Soulignez précisément ce qui a aidé : « Tu ne savais pas encore comment faire, alors tu as demandé un exemple. » Ce retour renseigne l’enfant sur une stratégie qu’il pourra réutiliser.

Phrases utiles

  • « Je vois que tu cherches à faire rire. Avant de plaisanter, montre-moi ce que tu as compris. »
  • « Tu n’as pas besoin de tout réussir maintenant. On commence par cette étape. »
  • « Tu peux te tromper pendant que tu apprends. »
  • « Tu préfères essayer seul ou commencer avec moi ? »
  • « La première tentative ne fonctionne pas encore. Quelle autre idée pouvons-nous tester ? »

Si l’enfant continue à plaisanter, gardez une limite claire : « Je t’écoute pour la blague après cette première étape. Maintenant, nous commençons ici. » Accueillir la difficulté n’oblige pas à abandonner la consigne.

Les réactions qui risquent de renforcer le blocage

  • Accuser l’enfant de paresse. Cette étiquette n’explique pas la difficulté et ne lui indique pas comment avancer.
  • Faire rire tout le groupe avec lui. Sans le vouloir, l’adulte peut rendre la diversion plus intéressante que la tâche.
  • Punir avant de vérifier la compréhension. Une sanction ne clarifie pas une consigne mal comprise.
  • Répéter la consigne entière plus fort. Si elle contient trop d’étapes, la répéter à l’identique ne la rend pas plus accessible.
  • Féliciter seulement la conformité. Dire uniquement « Tu as été sage » renseigne moins que décrire le démarrage, l’effort ou la stratégie.

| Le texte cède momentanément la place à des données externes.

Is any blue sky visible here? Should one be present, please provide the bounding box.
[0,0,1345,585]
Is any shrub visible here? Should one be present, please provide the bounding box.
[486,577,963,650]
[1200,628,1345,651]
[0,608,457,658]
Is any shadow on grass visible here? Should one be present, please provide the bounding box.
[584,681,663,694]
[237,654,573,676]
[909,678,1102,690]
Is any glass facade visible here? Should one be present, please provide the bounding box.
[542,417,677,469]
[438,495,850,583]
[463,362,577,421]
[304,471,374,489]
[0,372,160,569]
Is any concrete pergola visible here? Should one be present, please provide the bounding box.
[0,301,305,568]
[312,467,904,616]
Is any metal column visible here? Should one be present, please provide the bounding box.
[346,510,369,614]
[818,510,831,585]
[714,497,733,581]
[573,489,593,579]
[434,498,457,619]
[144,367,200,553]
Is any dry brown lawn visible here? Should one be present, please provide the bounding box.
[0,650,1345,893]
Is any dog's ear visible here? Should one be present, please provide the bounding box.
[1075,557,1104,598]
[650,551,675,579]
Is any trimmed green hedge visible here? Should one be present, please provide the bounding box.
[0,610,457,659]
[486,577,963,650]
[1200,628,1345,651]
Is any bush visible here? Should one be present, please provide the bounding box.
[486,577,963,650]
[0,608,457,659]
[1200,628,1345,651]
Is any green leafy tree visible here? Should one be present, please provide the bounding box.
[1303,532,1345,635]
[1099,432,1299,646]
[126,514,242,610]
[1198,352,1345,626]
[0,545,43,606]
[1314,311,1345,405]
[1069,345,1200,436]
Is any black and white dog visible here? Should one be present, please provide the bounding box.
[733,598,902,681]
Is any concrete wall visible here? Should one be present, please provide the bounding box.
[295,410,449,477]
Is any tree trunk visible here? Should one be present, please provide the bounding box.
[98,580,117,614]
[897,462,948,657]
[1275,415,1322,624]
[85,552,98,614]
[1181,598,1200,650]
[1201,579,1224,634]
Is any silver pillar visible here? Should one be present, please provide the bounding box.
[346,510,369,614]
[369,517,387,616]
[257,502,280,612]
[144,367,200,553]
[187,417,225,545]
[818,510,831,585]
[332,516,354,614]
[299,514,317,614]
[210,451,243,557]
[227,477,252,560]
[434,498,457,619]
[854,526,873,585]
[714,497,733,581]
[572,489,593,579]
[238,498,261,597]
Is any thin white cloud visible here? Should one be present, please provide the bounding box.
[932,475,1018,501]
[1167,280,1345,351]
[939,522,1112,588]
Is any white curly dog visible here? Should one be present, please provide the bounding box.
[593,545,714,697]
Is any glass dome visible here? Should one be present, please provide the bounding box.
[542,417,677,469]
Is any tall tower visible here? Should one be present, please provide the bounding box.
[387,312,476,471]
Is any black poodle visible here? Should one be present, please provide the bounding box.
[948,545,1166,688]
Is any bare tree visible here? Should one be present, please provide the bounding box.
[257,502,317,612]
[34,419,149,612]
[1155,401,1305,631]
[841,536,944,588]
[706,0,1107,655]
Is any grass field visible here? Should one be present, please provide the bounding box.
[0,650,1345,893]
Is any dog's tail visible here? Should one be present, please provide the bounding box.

Ces réactions peuvent survenir lorsque le temps manque ou que la scène se répète. L’objectif n’est pas d’être parfait, mais d’essayer une réponse qui permet de comprendre le blocage.

Quand s’inquiéter ?

Il peut être utile de partager vos observations avec l’équipe éducative ou un professionnel qui connaît l’enfant si l’évitement touche de nombreux apprentissages, s’accompagne de difficultés fréquentes de compréhension ou d’attention dans plusieurs contextes, ou provoque une forte détresse. Décrivez les tâches concernées, le moment où le comportement apparaît et ce qui facilite le démarrage. Ces éléments permettent de réfléchir au soutien adapté sans tirer de conclusion hâtive.

À écouter aussi avec votre enfant

  • Je me trompe et alors ? — Pour apprivoiser l’erreur, recommencer et garder confiance face à une difficulté.

Sources et repères professionnels

  • Center on the Developing Child at Harvard University — Enhancing and Practicing Executive Function Skills — Repères sur l’attention, l’inhibition et les activités guidées chez les jeunes enfants.
  • Kamins & Dweck / Developmental Psychology — Person versus process praise and criticism — Étude sur les effets des retours centrés sur la personne ou sur le processus après un échec.
  • First Five Years / Raising Children Network — Tackling perfectionism in young children — Repères professionnels sur la peur de l’échec, l’évitement et la valorisation des essais.
  • Head Start — Approaches to Learning Preschool — Ressource institutionnelle sur l’autorégulation et le soutien apporté par l’adulte.